The True Foundation of Morality
I’ve lived long enough to know what happens when you try to build your life on cultural values. I once followed what the world told me was true, and it only left me empty. I chased affirmation, belonging, and pleasure in all the wrong places. And the result was brokenness — until I turned back to Christ.
That’s why I can say with certainty: the Bible isn’t just one option among many. It’s the only foundation that actually holds. Values apart from Scripture will always collapse. They may sound nice on paper — tolerance, inclusion, community — but without God’s truth, they crumble into confusion.

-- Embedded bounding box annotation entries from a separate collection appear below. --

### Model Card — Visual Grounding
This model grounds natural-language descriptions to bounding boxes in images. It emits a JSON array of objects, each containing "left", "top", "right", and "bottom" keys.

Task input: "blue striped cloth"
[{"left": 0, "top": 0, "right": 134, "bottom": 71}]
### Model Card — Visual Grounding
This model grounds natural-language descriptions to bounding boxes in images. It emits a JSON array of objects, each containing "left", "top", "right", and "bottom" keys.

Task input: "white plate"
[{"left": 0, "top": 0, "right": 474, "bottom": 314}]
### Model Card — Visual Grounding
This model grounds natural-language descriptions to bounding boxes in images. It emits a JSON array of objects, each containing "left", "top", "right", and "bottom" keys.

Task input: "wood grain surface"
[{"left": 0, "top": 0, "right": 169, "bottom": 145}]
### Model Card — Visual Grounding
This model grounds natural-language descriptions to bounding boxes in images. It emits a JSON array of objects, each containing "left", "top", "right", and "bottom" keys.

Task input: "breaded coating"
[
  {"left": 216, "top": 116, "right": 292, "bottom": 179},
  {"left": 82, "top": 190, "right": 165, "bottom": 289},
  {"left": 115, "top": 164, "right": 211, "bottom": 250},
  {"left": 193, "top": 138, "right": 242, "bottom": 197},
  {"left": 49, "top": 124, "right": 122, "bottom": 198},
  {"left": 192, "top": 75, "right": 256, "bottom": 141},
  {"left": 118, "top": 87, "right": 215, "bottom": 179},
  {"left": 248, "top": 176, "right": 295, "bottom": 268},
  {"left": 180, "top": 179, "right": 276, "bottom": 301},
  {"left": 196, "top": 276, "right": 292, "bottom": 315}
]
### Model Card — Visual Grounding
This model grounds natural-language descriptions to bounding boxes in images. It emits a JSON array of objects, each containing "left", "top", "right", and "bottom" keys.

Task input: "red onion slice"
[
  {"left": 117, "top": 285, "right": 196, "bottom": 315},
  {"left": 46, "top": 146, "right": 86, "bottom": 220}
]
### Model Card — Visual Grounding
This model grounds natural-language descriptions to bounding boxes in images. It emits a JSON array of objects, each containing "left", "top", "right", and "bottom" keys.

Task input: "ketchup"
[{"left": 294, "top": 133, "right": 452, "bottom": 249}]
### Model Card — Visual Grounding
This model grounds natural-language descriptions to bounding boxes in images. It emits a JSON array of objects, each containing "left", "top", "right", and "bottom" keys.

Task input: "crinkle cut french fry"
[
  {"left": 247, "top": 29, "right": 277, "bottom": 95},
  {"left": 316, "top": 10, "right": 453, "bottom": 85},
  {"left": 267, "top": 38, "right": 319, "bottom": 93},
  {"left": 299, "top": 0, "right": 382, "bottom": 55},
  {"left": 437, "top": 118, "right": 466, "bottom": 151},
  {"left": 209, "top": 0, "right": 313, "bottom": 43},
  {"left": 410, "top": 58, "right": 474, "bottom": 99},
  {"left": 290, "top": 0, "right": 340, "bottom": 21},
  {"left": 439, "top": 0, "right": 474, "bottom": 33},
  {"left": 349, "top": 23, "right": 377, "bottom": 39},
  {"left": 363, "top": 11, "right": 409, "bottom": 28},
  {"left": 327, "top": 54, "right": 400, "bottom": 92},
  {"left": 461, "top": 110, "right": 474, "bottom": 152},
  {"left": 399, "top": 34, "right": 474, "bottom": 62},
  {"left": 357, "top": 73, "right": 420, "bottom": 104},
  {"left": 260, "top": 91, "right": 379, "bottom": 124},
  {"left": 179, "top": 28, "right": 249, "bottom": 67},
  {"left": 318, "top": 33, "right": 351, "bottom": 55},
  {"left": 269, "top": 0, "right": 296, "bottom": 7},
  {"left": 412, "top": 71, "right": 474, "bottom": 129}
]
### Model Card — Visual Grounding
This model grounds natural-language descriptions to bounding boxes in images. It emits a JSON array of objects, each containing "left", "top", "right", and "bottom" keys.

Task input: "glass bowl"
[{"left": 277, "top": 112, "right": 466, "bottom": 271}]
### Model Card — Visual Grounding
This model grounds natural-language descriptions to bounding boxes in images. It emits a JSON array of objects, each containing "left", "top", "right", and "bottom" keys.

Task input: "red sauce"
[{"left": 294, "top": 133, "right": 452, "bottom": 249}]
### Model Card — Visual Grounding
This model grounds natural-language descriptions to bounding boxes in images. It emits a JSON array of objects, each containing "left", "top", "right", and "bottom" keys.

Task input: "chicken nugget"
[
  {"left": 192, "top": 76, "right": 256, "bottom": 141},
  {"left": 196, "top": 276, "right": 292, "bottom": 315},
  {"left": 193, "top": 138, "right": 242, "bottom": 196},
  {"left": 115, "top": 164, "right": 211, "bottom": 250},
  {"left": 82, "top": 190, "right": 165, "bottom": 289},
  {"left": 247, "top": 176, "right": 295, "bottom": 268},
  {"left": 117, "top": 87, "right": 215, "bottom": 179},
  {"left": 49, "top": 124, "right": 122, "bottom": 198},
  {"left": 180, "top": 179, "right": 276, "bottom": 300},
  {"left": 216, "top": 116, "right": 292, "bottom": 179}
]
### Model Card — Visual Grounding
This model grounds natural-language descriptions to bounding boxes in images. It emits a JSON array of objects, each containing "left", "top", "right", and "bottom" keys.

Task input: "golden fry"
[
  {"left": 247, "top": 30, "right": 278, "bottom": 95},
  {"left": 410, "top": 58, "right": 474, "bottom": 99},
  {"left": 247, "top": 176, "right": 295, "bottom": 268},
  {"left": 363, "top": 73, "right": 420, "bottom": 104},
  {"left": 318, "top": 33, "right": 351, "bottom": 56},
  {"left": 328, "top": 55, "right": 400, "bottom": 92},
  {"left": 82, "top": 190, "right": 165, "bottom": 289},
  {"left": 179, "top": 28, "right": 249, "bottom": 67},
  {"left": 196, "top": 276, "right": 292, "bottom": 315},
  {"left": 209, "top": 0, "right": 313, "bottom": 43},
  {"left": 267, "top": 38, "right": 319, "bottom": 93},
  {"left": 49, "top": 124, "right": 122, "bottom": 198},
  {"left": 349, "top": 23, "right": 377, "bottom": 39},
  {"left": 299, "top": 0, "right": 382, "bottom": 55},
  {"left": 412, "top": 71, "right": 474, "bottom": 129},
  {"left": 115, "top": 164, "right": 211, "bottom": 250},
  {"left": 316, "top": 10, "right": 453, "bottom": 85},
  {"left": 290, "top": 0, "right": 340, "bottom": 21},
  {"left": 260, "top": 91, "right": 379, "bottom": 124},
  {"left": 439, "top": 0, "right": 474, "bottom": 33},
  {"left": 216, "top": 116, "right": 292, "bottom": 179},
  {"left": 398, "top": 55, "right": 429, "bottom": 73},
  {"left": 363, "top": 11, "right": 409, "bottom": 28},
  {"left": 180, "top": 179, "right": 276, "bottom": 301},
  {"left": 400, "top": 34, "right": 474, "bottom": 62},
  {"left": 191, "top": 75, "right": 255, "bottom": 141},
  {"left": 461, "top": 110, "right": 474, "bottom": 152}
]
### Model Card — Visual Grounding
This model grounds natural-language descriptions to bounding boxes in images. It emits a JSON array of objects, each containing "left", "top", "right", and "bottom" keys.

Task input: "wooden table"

Austin can spend millions trying to redefine its identity, but no amount of branding can create real unity. Logos and slogans don’t hold societies together. God’s Word does. Psalm 2 reminds us that the nations rage and the peoples plot in vain against the Lord, but His truth stands unshaken.
Why This Matters for Christians
For believers, stories like this aren’t reasons to despair — they’re reminders to stay awake. Jesus told us the world would drift this way. Revelation paints a picture of where it’s headed. But the point of prophecy isn’t to scare us; it’s to steady us.
When I look at the Austin Logo, I don’t just see a bad design. I see a warning: this is what happens when a culture tries to build values without God. And it makes me more determined to live by His Word, not by whatever the world tells me today.
On the cultural front, I recently wrote about how politics redefined gender dysphoria, showing how moral confusion spreads when leaders shape truth to fit agendas. On the faith side, I explained why voting biblical values in Congress matters if we want to stand on God’s Word rather than shifting cultural values. Both show why the Austin logo story isn’t an isolated event — it’s part of a bigger trend.
The cross may be erased from a city logo, but it will never be erased from history. It will never be erased from the hearts of those who belong to Christ. And one day, every knee will bow before Him — no matter what symbols cities and nations design in the meantime.